For those who settle a portion of their debts, the amount they actually save is further reduced by the growth in any debt that is not settled. According to data reported to the Colorado Department of Law, 74 percent of consumers do not complete a settlement plan in five years.
Further, the settlement amount paid on an individual basis varies depending on the individual debts, and the average rate of settlement varies considerably from year to year, fluctuating between 51 and 62 percent over the five-year period under review.
This all occurs under the mantle of debt relief or debt forgiveness. When everything is taken into account, most consumers are negatively impacted by working with Settlement Providers, and for those who are successful in settling their debts, the amount of debt relief they obtain is significantly reduced by the fees charged by settlement providers.
While Settlement Providers are currently charging fees as high as 25 percent based on the principal amount of debt enrolled in a settlement plan, the fees they charge could increase even more.
At this time, Colorado law allows a Settlement Provider to charge fees up to the total principal amount of debt when the fees are added to the aggregate of offers of settlement obtained by the provider. Because consumers will have to pay taxes on any debt forgiven, they could potentially end up owing even more than when they enrolled in a settlement plan. Clearly, this is not debt relief.

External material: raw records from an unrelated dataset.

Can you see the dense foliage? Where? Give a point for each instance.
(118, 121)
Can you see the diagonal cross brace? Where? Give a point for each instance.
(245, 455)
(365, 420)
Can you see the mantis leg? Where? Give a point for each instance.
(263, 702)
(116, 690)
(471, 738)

At 18 percent, the Colorado fee cap that was in place prior to 2011 was already lenient.
The reason for removing the fee cap in 2011 was that Settlement Providers would be paid for performance since they could no longer collect large fees and fail to deliver on the promised services. However, they are not, in fact, being paid for performance. By basing fees on the total amount of debt owed, Settlement Providers are provided a financial incentive to acquire clients with large amounts of debts, not to obtain the best settlement for a client.
Setting a more reasonable fee cap based on the amount of debt forgiven and ensuring that a settlement is completed would guarantee that Settlement Providers were truly paid for performance.

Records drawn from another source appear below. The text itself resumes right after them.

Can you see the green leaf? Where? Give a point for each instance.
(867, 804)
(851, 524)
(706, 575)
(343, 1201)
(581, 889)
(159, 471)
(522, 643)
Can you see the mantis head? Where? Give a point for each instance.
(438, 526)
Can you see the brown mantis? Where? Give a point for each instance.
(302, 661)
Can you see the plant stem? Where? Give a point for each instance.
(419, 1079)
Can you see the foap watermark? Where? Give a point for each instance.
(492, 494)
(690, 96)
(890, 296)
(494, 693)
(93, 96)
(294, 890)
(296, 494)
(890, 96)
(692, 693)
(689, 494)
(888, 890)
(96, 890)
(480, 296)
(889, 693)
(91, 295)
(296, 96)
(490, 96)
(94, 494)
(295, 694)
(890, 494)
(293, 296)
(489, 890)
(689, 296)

Fee caps in some states are set at 10 to 15 percent of the amount of debt forgiven, not the amount of debt owed. Structuring the fees based on savings would create a financial incentive for Settlement Providers to obtain the best possible settlement for the client, and setting a reasonable fee cap would ensure that debt settlement provides some benefit, taking into account all the costs of a settlement agreement including income tax and the inherent risks of the settlement process.

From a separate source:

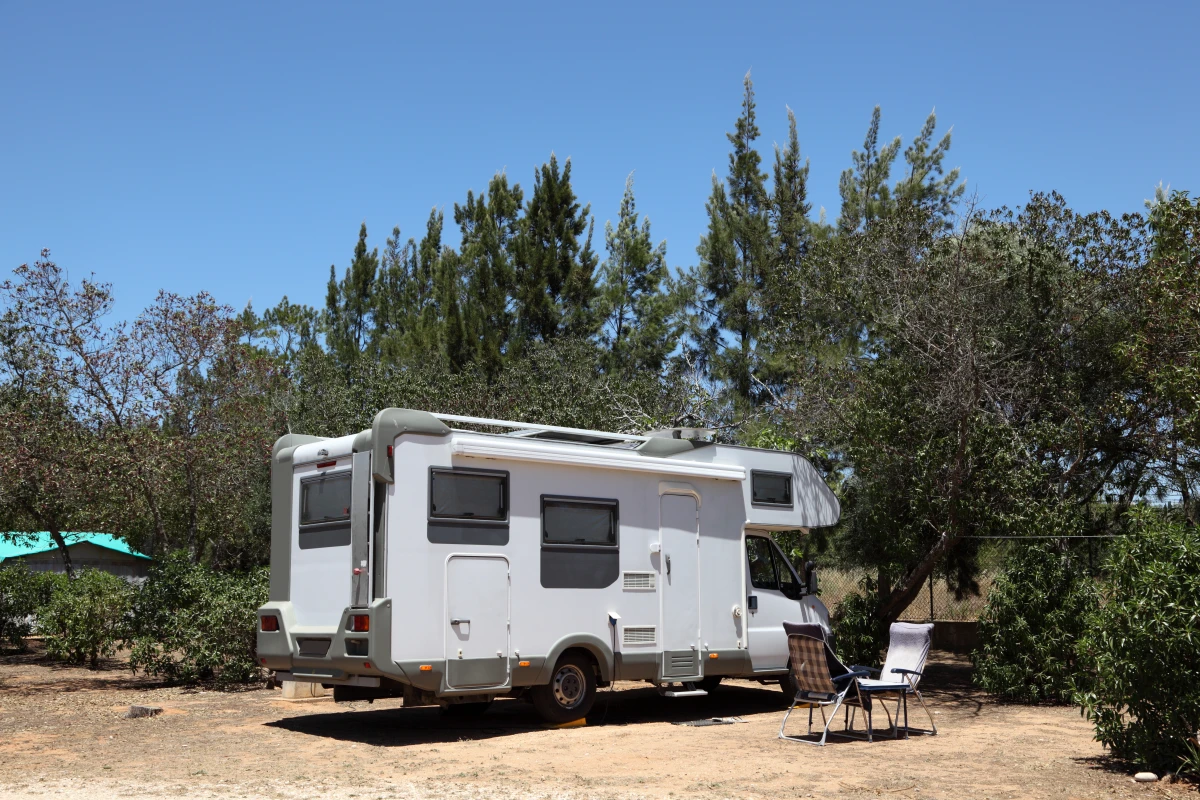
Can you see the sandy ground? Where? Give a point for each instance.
(63, 734)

Therefore, the General Assembly should limit settlement fees to 15 percent of the debt forgiven, based on the principal balance of the original debt enrolled, on a completed settlement.
According to this chart in the document there are only 7 registered debt settlement providers who are authorized to operate in Colorado.
And I found this to be interesting as well.
According to the States data, the results obtained by credit counseling groups is not substantially better than for debt settlement. Of the consumers who enrolled in 2008, by 2012 only 24% had completed the debt management program.
Of those 2008 enrollees, 9 percent were still paying off debts but 67 percent had terminated the plan.
In comparison, of the 2008 debt settlement enrollees, 26 had completed a settlement plan by 2012, about 6 percent were still in the program and 68 percent terminated before settling all the debts in the settlement plan.